CEQ’s Climate Policy Rationales and Assumptions

Unscientific “Climate Crisis” Rationale

The Improving State of the Planet

CEQ’s core rationale for requiring agencies to consider GHG emissions in NEPA proceedings is the opinion that America faces a “profound climate crisis” demanding urgent corrective action. As a matter of law, the climate crisis, even if it exists, cannot authorize NEPA’s use for purposes not authorized by Congress. That said, let’s now examine CEQ’s policy rationales. The proposal’s substantive argument begins:

The United States faces a profound climate crisis and there is little time left to avoid a dangerous—potentially catastrophic—climate trajectory.[9]

That assessment is incorrect.
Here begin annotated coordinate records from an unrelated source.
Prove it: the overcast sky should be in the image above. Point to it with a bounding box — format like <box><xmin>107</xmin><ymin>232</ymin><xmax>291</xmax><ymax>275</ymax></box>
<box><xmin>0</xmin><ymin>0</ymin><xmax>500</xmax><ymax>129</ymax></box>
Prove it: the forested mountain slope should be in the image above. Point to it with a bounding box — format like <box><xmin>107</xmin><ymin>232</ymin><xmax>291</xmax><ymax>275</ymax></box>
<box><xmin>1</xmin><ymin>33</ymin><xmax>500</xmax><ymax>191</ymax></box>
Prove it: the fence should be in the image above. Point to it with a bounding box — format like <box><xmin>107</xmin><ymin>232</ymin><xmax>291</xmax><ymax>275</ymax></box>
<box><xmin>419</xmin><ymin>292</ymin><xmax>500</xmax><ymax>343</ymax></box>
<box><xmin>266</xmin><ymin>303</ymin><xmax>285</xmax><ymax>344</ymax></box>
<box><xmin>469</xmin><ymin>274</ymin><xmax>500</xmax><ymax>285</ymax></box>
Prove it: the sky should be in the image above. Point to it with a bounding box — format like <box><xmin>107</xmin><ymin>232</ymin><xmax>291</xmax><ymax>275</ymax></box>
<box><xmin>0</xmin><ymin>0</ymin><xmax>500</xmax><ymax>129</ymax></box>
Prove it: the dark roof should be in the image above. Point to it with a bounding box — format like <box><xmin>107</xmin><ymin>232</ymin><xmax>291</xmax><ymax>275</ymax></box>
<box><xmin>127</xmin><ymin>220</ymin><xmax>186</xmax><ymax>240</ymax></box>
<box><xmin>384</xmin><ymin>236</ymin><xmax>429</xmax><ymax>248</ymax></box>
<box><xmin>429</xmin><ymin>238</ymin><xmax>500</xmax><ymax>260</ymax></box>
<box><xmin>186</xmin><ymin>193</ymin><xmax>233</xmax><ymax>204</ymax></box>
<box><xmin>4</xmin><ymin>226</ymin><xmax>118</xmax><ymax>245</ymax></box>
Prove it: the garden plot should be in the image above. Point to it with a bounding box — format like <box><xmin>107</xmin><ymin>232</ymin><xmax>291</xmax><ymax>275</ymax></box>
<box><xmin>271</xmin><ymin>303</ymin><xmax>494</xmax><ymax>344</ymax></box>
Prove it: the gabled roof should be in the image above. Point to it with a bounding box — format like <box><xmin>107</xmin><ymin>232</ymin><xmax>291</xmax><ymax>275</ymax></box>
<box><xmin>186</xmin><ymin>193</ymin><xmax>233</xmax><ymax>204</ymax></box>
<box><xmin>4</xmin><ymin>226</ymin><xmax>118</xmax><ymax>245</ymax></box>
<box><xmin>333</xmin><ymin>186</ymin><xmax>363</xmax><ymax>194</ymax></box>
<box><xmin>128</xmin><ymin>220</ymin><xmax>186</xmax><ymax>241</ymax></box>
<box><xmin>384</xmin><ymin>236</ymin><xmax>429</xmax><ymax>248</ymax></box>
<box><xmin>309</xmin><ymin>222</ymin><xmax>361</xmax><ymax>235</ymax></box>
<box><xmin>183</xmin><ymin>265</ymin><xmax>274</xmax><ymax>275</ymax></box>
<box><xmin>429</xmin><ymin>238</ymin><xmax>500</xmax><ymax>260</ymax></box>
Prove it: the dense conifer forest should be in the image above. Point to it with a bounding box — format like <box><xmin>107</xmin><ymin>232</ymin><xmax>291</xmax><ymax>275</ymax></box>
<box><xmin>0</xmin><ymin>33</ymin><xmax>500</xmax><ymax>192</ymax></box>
If climate change were a global ecological and economic crisis, we would expect to find evidence of declining health, welfare, and environmental quality over the past 50 years. Instead, we find dramatic improvements in global life expectancy,[10] per capita income,[11] food security,[12] crop yields,[13] and various health-related metrics.[14] Disease mortality rates increased after January 2020 but that was due to the COVID-19 pandemic,[15] not climate change.

Increasing Climate Safety

Of particular relevance, the annual number of climate-related deaths per decade has declined by 96 percent since the 1920s.[16] This spectacular decrease in aggregate climate-related mortality occurred despite a fourfold increase in global population. That means the individual risk of dying from extreme weather events declined by 99.4 percent over the past 100 years.[17] Far from being an impediment to such progress, fossil fuels were its chief energy source.[18]